Worldwide, the value of the horticultural industry will increase with better pollination systems, robust quality control, better traceability systems, more cost-competitive practice and solutions for the difficulty of finding seasonal orchard crews.

The Tauranga-based company Robotics Plus believes the time is ripe for innovative automation in the horticultural industry.

Steve Saunders is the founder and managing director of Robotics Plus. He began working in the industry in fruit pack houses. Early on, he recognised the need for innovation to ensure efficiency, best practice and cost-competitiveness. Steve’s vision and industry knowledge collided with technical know-how when he met mechatronics engineer Dr Alistair Scarfe. Both men wanted to develop technology and capability with a focus on automated systems for horticulture.

Robotics Plus was set up, focusing on developing mechanisation, automation, robotics and sensor technologies for horticulture and other primary industries.

One of the new concepts they created was the QuadDuster, a quadbike-based kiwifruit pollination system. It was a natural starting place because of the connection with Steve’s kiwifruit pollen business, Pollen Plus, that harvests and processes kiwifruit pollen to sell to orchardists.

The QuadDuster system was developed to improve pollination of kiwifruit, allowing for the even distribution of dry pollen into the vine canopy. The entire system is electronically controlled. This includes pollen dispenser monitoring to ensure consistent delivery, set-speed cruise control on the quad bikes and GPS tracking to show the orchardist where the bikes have been. In 2015, QuadDusters were used in about 25% of New Zealand’s kiwifruit industry, and this is set to grow.

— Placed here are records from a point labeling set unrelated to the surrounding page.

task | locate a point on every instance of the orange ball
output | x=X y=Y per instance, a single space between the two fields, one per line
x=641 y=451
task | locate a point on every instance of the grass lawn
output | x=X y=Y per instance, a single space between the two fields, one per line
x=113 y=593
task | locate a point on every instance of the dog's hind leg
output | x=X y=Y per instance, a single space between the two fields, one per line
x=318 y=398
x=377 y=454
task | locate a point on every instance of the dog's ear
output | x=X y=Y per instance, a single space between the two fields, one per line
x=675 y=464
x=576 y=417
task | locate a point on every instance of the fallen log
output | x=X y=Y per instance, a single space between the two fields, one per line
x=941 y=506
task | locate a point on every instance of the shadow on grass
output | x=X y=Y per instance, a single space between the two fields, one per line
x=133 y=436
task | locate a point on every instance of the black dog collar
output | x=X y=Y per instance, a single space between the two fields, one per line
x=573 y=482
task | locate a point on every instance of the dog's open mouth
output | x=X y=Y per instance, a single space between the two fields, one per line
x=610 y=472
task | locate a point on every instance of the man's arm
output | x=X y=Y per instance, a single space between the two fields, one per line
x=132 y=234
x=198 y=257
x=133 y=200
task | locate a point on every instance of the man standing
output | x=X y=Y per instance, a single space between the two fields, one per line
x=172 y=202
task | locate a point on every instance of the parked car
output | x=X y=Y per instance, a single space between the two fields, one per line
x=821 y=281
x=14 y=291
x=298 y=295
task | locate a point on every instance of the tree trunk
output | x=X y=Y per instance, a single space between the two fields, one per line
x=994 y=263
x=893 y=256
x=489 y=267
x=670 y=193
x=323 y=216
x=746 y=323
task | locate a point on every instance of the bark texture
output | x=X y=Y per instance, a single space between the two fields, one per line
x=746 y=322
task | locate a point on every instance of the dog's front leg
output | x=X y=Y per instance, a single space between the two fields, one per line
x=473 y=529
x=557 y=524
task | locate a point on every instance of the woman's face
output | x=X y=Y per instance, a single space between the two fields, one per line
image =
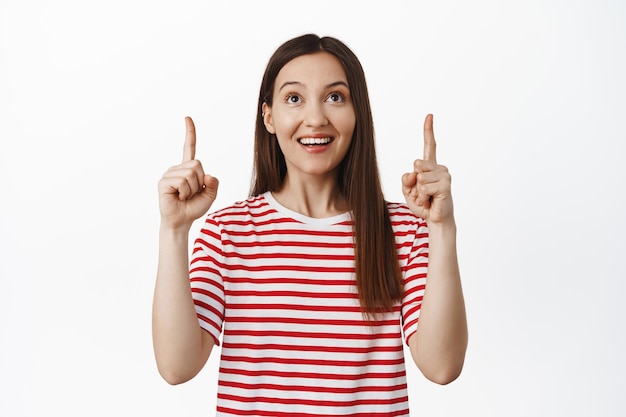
x=312 y=114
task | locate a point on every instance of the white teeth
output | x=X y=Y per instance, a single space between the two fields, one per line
x=314 y=141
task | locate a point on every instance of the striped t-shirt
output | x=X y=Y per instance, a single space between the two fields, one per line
x=282 y=287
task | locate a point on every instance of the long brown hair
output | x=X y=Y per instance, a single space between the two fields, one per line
x=378 y=278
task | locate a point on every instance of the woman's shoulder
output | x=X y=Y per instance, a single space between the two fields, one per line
x=401 y=210
x=252 y=206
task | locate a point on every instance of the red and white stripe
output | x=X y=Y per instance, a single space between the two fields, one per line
x=281 y=286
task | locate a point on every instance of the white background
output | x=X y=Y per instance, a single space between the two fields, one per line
x=529 y=100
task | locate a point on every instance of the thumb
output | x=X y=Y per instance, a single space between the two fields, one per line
x=210 y=187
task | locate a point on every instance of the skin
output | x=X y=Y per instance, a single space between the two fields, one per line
x=311 y=99
x=310 y=187
x=438 y=347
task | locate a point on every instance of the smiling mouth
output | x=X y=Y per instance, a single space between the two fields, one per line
x=315 y=141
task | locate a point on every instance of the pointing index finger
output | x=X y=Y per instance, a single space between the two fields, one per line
x=430 y=146
x=189 y=150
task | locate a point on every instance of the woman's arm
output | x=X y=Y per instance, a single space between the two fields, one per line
x=181 y=347
x=438 y=346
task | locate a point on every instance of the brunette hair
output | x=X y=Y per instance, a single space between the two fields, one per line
x=378 y=277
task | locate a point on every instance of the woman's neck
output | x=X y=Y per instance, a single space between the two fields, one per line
x=312 y=197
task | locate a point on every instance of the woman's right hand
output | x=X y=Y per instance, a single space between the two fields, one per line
x=185 y=191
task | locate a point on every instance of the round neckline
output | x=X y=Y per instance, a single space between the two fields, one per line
x=324 y=221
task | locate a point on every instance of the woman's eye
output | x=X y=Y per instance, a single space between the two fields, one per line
x=336 y=98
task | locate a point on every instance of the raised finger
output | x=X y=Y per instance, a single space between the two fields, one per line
x=430 y=146
x=189 y=149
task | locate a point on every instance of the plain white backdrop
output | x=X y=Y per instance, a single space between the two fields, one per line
x=529 y=99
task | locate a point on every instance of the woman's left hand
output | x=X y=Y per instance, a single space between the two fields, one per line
x=427 y=189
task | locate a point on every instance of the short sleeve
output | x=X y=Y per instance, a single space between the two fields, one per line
x=414 y=276
x=207 y=285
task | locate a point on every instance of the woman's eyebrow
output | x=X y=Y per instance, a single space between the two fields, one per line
x=334 y=84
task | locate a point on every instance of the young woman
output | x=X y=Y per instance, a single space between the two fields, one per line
x=315 y=280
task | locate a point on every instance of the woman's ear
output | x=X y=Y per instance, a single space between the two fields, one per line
x=267 y=119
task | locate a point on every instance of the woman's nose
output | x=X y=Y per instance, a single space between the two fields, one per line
x=315 y=115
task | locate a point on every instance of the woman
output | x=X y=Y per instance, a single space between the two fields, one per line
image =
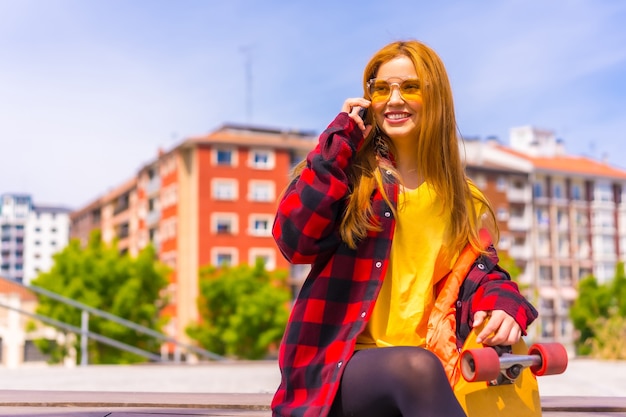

Sciencelearn.org.nz describes how the QuadDuster provided a proof of concept, demonstrating how Robotics Plus could capitalise on orchard technology.

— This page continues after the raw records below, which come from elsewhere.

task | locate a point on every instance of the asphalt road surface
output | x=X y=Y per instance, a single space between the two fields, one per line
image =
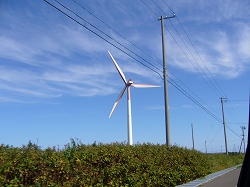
x=229 y=179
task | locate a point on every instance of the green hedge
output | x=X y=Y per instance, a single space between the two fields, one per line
x=114 y=164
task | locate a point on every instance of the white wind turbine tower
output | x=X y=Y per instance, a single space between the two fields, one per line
x=127 y=86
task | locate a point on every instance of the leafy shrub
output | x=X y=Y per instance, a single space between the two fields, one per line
x=114 y=164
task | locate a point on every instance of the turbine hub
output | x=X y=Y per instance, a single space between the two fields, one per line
x=129 y=82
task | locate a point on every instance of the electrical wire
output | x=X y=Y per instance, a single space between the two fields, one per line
x=107 y=35
x=100 y=36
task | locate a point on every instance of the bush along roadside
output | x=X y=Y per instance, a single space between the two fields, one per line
x=114 y=164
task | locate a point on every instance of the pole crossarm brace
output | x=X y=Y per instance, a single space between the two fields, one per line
x=165 y=77
x=166 y=17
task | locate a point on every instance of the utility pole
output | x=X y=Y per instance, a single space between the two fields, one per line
x=224 y=122
x=165 y=76
x=192 y=134
x=243 y=139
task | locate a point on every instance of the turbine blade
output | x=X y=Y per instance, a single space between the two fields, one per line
x=118 y=100
x=145 y=86
x=118 y=69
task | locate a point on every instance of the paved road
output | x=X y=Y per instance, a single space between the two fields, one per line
x=229 y=179
x=225 y=178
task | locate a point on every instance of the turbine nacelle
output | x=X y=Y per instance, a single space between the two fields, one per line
x=129 y=82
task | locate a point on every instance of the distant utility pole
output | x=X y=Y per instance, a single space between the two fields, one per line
x=224 y=122
x=243 y=139
x=165 y=76
x=192 y=134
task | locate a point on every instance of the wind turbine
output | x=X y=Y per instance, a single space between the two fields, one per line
x=127 y=86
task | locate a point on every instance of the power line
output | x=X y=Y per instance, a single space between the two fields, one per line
x=105 y=34
x=174 y=83
x=115 y=31
x=99 y=36
x=223 y=93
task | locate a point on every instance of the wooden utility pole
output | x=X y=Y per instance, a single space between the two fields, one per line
x=165 y=76
x=192 y=135
x=224 y=122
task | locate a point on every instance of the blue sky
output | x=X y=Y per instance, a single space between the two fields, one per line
x=58 y=82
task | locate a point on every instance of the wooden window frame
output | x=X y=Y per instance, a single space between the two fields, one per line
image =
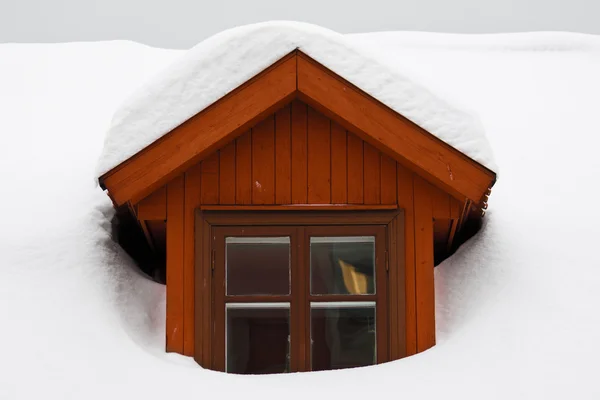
x=392 y=302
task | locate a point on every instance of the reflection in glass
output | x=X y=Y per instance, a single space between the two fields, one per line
x=257 y=265
x=343 y=335
x=342 y=265
x=257 y=338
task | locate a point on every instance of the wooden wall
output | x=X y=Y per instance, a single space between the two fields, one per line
x=299 y=156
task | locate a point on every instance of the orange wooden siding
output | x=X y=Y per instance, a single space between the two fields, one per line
x=299 y=156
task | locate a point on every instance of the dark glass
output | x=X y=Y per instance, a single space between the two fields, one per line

Another Robotics Plus product is the Robotic Apple Packing Cell. In the 2015 season, it packed 1.47 million apples and proved efficient, with more consistent quality presentation than was achieved by people. Growers involved in the preliminary trials were very pleased.

The commercial trials will deploy six robot cells. The robot cells are made to work in standard industry packhouses. The system packs 120 apples per minute, orienting the fruit so all of the stems are lying horizontal in the trays and pointing in the same direction, all while having the colour side of the apple facing up for optimum presentation. One robot does the work of two to three people. The robot uses pneumatics (suction cups) to handle the fruit. This is gentle and ensures that no human hands touch the fruit during packing, reducing contamination issues.